Data & System Architecture, from the ground up Lesson 46 / 80

CDC (Change Data Capture) and the dual-write problem

Debezium, Maxwell, AWS DMS. The dual-write problem and the outbox pattern that solves it.

The previous two lessons treated streams as a thing that already exists. Events arrive at Kafka, the processor consumes them, watermarks advance, transactions commit. None of those lessons asked the obvious upstream question: where do the events come from in the first place?

For some systems the answer is “a service produces events directly.” A user clicks “buy now,” the order service writes a OrderPlaced event to Kafka, downstream consumers do their thing. That works when the only consequence of the click is the event. It stops working the moment the order also has to be written to a database, which is most of the time, because services in real systems own state and the state lives in OLTP databases.

The moment a service has to update its database and publish an event, you are facing the dual-write problem. It is one of those problems that looks trivial at first and is actually a small distributed-transactions question in disguise, with the same answers (and the same trade-offs) as every other distributed-transactions question in this course.

The dual-write problem

The naive shape:

def place_order(order):
    db.insert(order)
    kafka.publish("orders", OrderPlaced(order))
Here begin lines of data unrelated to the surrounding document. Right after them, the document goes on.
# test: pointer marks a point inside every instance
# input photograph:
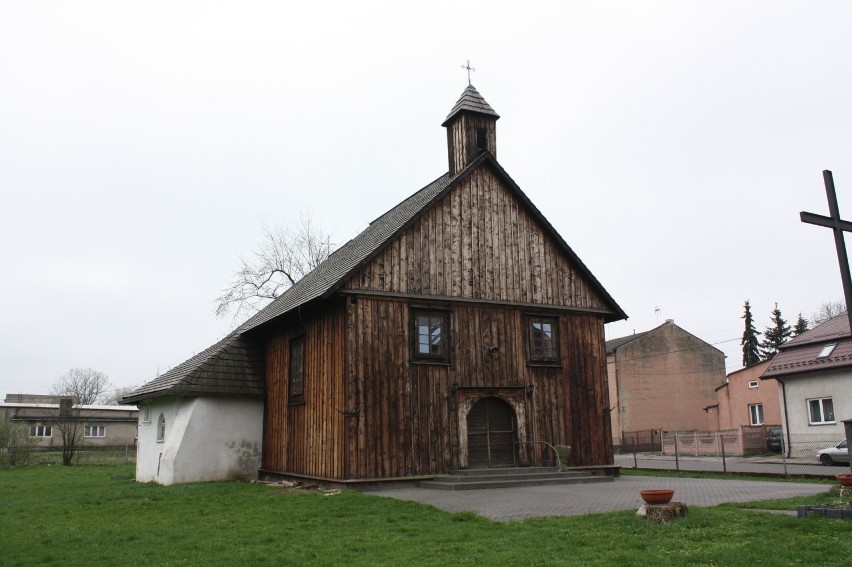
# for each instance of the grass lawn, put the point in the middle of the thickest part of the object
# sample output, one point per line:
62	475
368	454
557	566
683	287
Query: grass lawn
97	515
Two operations. Two systems. No shared transaction. There is no protocol that makes “write to Postgres and write to Kafka” atomic, because Postgres and Kafka have separate notions of commit and no shared coordinator. The pair of writes either both succeed, or both fail, or one succeeds while the other fails.

The first two outcomes are fine. The third is the bug. There are two flavours of it.
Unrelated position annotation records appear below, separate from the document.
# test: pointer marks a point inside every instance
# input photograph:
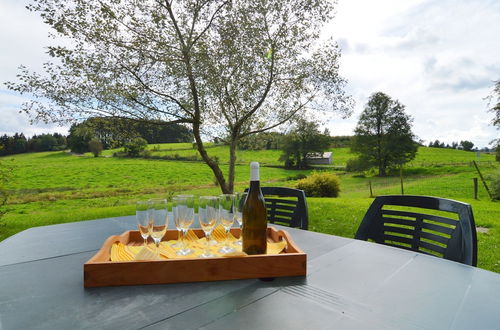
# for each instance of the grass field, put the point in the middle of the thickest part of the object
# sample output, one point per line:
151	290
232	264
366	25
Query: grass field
56	187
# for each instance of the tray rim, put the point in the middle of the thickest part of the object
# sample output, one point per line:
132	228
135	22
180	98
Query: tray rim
114	238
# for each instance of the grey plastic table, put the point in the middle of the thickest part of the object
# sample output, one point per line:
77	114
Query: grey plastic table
350	284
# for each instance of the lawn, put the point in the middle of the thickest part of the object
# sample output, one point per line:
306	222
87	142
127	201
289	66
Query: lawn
56	187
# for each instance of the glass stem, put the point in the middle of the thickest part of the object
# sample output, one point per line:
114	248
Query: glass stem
227	237
184	237
207	243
DB succeeds, Kafka fails. The order is in the database. The event is not in Kafka. Downstream consumers (warehouse, billing, email confirmation) never hear about the order. The user sees a confirmation page (because the API returned 200 after the DB write), but their package never ships. The state of the world is inconsistent with what the rest of the system thinks the state of the world is.

Kafka succeeds, DB fails. The event is in Kafka. The order is not in the database. Downstream consumers process a phantom order. The warehouse picks an order that does not exist. Billing charges a card for a row that nobody can look up. The system has told the world a lie.

Both flavours happen in production. They happen because the network between the service and one of the two systems blips at exactly the wrong moment, because a process is killed between the two writes, because a deploy lands mid-flight, because the database is briefly under heavy load and the second write times out. The window is small, but it is not zero, and at scale “small probability” turns into “happens every Tuesday.”

The instinct is to wrap the two writes in a try/catch and “rollback” if the second one fails. That instinct is wrong. If the Kafka publish fails, you can roll back the database transaction, sure. If the database commit succeeds and then the Kafka publish fails, you cannot roll back the database, because it has already committed. If the Kafka publish succeeds and the database fails, you cannot un-publish from Kafka. There is no symmetric rollback available, because the two systems do not coordinate.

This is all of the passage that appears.